Vandaag worden wij met zijn vieren gebracht naar Ridderkerk en gaan we aan boord van het motorschip Ostara. Na het afhandelen van de laatste zaken zijn wij de troste nieuwe eigenaars! De motor wordt gestart, de lijnen losgemaakt, het is allemaal best spannend. Een andere boot, andere vaareigenschappen, er is weinig meer hetzelfde als op onze vertrouwde Brugal. Maar met veel zin zeggen we de oude eigenaar gedag en beginnen we met vol goede moed aan de reis naar onze thuishaven.

Het is een boot die ten opzichte van de Brugal een aantal voordelen heeft. De belangrijkste zijn dat deze boot deuren heeft aan de zijkanten en er is geen doek meer, er is een ruimer achterdek waar we kunnen zitten, en kunnen sturen en de boot is in zijn geheel net wat ruimer met meer opbergmogelijkheden. Naast de voordelen zijn er natuurlijk ook nadelen. De bovenkant van de boot is van buiten slecht onderhouden, de verf bladdert en overal zitten wel roestplekken aan de oppervlakte. Datzelfde geldt ook voor alle houtwerk buiten. Binnen ziet het er wel netjes uit, wel vochtplekken bij de keuken, een stukje slecht hout op een paar plekken, een niet-werkende buitenbediening in de achteruit, en wat verlichting werkt niet, maar dit is allemaal wel te overzien.

We zetten koers over de Noord richting Dordrecht. Na het passeren van een paar ‘grote jongens’ wordt wel duidelijk dat het schip vrij stabiel ligt en dat vaart natuurlijk fijn. Op mijn nieuwe handmarifoon meld ik mij aan bij de Sector Dordrecht en geef mijn route aan. Het is op dit stukje vrij rustig, dat vinden wij met een ‘nieuwe boot’ natuurlijk niet zo erg.

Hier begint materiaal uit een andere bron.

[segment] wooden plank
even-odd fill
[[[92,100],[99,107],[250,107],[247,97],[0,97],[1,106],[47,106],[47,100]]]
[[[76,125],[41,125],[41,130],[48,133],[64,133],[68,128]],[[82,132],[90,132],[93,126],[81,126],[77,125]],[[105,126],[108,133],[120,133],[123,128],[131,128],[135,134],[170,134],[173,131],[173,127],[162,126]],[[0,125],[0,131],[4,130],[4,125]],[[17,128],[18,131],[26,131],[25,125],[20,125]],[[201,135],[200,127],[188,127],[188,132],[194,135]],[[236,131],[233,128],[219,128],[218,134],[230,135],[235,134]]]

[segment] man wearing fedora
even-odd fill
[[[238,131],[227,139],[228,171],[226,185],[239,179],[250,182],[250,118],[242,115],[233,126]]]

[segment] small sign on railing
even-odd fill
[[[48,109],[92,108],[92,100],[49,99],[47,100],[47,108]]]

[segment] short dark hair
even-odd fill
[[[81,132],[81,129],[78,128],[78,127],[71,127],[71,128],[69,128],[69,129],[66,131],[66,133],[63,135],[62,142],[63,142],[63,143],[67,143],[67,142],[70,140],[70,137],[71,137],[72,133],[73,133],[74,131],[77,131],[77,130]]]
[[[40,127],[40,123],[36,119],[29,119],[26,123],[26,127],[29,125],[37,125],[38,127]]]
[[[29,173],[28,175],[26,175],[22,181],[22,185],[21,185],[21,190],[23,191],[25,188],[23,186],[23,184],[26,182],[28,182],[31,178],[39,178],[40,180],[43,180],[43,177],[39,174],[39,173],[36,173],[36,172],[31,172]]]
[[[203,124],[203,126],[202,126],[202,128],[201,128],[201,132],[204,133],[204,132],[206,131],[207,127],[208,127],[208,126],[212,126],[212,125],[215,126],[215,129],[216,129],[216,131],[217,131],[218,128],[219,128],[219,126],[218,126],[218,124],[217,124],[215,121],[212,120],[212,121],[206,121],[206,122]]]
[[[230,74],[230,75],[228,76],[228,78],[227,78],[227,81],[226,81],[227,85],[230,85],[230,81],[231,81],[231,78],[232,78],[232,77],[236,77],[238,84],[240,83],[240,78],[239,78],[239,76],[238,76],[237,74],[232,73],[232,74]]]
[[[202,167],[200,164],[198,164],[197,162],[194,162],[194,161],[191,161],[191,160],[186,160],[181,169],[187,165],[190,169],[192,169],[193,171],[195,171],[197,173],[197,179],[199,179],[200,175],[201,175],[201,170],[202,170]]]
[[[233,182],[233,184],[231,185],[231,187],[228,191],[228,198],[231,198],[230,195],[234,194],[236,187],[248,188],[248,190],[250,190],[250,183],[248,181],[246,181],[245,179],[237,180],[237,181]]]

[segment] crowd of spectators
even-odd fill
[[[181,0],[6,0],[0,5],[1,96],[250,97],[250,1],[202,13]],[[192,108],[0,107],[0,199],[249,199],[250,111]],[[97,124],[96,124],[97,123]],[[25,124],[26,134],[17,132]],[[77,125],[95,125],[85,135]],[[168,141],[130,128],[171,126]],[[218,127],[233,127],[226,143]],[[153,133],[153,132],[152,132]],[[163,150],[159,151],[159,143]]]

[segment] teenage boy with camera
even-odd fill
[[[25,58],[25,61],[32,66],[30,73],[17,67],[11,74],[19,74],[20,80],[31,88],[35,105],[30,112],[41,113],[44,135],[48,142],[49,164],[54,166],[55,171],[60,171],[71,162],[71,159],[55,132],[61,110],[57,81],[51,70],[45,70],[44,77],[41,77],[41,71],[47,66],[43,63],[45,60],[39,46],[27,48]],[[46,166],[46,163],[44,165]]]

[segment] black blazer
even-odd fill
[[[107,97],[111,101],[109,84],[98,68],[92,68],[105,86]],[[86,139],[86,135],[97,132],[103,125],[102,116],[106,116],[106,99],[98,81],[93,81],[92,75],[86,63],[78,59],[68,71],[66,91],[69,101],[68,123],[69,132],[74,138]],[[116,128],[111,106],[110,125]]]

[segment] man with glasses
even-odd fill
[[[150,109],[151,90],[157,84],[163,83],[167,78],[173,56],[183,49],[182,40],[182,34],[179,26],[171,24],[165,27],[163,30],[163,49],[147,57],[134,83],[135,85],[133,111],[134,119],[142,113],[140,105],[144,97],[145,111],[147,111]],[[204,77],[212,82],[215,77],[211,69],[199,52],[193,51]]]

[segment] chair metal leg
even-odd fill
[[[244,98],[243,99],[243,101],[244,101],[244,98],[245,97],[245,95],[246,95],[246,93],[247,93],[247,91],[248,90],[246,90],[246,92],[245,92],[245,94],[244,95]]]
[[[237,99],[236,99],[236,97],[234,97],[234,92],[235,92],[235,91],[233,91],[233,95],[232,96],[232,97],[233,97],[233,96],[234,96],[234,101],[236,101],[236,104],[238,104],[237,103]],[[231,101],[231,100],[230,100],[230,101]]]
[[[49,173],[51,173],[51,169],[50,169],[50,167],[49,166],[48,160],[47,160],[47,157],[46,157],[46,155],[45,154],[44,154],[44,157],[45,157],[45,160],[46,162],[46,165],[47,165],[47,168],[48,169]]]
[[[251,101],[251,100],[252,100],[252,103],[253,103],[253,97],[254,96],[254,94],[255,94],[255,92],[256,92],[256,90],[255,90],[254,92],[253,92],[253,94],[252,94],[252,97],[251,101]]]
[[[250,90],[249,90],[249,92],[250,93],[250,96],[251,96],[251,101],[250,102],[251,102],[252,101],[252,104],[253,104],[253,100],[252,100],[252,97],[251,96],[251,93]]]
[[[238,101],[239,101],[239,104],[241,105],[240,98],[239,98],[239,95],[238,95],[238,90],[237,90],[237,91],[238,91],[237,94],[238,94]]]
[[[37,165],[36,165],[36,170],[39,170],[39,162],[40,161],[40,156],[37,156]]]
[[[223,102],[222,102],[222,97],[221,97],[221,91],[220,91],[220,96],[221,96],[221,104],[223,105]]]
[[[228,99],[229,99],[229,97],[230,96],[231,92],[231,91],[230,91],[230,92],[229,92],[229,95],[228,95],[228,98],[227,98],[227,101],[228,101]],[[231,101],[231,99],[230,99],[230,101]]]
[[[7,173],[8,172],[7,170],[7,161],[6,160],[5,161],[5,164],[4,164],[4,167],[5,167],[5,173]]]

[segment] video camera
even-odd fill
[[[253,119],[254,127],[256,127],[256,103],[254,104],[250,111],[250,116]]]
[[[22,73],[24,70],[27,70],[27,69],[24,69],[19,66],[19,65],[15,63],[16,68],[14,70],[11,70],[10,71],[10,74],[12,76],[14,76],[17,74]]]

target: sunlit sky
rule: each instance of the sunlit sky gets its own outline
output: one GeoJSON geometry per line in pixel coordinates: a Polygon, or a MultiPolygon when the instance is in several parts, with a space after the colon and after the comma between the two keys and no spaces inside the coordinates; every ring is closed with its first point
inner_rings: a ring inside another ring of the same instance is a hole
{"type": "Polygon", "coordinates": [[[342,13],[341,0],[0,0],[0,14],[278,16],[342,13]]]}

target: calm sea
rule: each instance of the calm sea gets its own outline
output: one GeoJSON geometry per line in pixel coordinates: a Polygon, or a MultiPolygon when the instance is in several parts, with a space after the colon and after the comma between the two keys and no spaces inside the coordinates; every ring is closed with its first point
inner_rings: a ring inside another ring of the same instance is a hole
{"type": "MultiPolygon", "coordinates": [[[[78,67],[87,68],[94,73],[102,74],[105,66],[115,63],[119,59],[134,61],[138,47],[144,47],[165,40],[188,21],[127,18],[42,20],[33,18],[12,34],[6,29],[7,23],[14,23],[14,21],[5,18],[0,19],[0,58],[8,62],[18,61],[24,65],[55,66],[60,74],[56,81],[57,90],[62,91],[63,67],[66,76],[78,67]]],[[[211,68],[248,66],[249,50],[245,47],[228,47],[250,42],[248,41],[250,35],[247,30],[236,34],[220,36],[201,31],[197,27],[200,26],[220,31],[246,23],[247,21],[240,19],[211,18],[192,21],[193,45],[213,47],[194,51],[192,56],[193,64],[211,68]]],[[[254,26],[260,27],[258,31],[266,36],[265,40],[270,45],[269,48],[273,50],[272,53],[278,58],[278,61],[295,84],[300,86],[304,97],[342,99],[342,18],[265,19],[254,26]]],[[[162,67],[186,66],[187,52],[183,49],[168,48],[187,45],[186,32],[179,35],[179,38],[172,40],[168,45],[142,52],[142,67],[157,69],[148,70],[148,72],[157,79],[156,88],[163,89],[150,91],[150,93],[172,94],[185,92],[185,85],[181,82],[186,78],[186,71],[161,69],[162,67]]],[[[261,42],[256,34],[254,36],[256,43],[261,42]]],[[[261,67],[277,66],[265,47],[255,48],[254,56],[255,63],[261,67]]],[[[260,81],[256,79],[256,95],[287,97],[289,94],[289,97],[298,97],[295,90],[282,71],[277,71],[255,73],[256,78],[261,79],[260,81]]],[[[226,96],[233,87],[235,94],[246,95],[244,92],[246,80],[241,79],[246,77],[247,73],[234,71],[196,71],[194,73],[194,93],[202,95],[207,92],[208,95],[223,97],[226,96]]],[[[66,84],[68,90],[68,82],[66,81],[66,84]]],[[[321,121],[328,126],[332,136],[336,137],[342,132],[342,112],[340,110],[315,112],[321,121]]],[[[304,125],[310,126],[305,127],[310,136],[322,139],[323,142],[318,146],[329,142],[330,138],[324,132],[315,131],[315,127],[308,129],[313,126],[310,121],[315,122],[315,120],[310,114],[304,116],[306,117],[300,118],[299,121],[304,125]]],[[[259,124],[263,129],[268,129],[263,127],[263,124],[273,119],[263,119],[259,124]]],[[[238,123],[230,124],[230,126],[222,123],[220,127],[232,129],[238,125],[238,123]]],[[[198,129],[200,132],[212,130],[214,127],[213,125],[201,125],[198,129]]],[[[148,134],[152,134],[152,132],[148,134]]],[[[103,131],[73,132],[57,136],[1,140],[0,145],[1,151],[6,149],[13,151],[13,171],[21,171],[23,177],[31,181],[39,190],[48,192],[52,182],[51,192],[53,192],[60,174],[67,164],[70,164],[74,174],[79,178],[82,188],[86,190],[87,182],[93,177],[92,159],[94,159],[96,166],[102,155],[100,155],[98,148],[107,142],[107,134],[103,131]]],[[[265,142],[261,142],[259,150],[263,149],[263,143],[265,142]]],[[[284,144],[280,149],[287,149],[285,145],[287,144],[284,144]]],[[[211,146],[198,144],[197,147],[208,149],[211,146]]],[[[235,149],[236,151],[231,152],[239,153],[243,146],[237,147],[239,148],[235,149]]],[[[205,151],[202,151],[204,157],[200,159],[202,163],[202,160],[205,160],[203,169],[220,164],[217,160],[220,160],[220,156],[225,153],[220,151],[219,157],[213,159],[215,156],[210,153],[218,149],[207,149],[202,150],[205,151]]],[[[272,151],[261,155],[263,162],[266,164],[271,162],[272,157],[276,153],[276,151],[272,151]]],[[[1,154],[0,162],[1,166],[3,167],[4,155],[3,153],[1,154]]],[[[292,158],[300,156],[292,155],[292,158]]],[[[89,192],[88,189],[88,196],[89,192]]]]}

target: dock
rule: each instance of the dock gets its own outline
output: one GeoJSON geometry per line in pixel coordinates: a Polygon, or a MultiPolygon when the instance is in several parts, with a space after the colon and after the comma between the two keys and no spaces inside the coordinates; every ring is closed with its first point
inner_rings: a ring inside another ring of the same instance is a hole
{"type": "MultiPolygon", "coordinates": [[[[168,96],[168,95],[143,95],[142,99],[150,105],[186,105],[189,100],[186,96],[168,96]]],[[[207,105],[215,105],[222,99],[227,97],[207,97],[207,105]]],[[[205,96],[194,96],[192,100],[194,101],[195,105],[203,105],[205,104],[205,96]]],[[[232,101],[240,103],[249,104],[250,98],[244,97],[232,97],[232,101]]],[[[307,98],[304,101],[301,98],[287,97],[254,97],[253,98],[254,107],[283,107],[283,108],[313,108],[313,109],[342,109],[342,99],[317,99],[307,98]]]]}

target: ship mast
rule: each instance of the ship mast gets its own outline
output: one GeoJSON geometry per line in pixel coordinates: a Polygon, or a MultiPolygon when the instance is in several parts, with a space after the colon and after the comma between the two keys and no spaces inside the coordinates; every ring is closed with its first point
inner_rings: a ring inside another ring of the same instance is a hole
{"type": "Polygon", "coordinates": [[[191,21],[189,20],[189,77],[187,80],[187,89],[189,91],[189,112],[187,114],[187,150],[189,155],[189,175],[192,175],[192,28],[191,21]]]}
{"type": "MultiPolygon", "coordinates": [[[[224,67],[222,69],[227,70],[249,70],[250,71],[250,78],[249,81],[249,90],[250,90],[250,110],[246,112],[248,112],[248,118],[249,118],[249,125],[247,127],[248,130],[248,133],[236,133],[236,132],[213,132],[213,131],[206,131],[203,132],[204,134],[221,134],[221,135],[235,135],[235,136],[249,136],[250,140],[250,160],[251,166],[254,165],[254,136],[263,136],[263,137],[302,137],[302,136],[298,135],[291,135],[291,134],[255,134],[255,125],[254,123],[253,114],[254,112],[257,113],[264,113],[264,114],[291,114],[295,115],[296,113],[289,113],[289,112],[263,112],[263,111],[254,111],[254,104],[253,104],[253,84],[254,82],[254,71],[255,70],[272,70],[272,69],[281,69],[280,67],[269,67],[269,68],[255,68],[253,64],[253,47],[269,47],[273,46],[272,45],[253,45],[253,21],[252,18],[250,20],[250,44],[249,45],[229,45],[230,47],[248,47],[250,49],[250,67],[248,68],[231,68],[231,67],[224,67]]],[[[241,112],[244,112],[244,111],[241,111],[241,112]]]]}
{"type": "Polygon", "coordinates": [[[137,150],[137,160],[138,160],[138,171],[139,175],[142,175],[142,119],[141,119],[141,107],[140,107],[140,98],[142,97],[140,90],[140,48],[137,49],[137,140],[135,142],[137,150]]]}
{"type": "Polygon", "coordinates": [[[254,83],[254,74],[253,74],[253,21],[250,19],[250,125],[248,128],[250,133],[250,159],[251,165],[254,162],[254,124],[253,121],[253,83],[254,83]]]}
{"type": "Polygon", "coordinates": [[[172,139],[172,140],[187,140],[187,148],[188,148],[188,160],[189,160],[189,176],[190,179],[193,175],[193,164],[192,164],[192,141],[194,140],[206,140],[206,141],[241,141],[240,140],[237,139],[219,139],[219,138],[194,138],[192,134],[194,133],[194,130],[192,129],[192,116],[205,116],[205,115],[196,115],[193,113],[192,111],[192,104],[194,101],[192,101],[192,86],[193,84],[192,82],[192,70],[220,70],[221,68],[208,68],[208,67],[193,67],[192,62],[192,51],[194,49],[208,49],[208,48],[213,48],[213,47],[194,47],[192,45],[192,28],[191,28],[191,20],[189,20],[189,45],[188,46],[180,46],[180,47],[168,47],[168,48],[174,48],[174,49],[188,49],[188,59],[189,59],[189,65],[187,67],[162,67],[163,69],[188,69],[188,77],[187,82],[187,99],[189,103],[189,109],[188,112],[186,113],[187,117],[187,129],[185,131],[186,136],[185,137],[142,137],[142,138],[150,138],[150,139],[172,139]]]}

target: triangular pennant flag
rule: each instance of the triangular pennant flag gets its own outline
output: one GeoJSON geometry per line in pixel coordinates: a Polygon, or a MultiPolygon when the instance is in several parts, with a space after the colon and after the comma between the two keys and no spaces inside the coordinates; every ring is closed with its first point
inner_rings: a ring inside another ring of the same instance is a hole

We naderen Dordrecht en varen achter de beroepsvaart langs over bakboord, en varen zo door naar de Wantij. Dit is een rustig stukje, en het begin van de Sliedrechtse Biesbosch. Na de spoorbrug gaan we bakboord uit en komen uit in de Moldiep. Rustig varend want hier is het niet zo diep. Even goed manoeuvreren, het is gelijk al een goede oefening. De dieptemeter is nieuw voor mij maar die kwam nu mooi van pas. Na een paar scherpe bochtjes komen we aan bij de steiger aan de Moldiep. Hier leg ik de boot aan de kant. Wat is dat toch fijn die boegschroef. Nooit mee gewerkt maar nu toch even proberen. Die bevalt nu al goed.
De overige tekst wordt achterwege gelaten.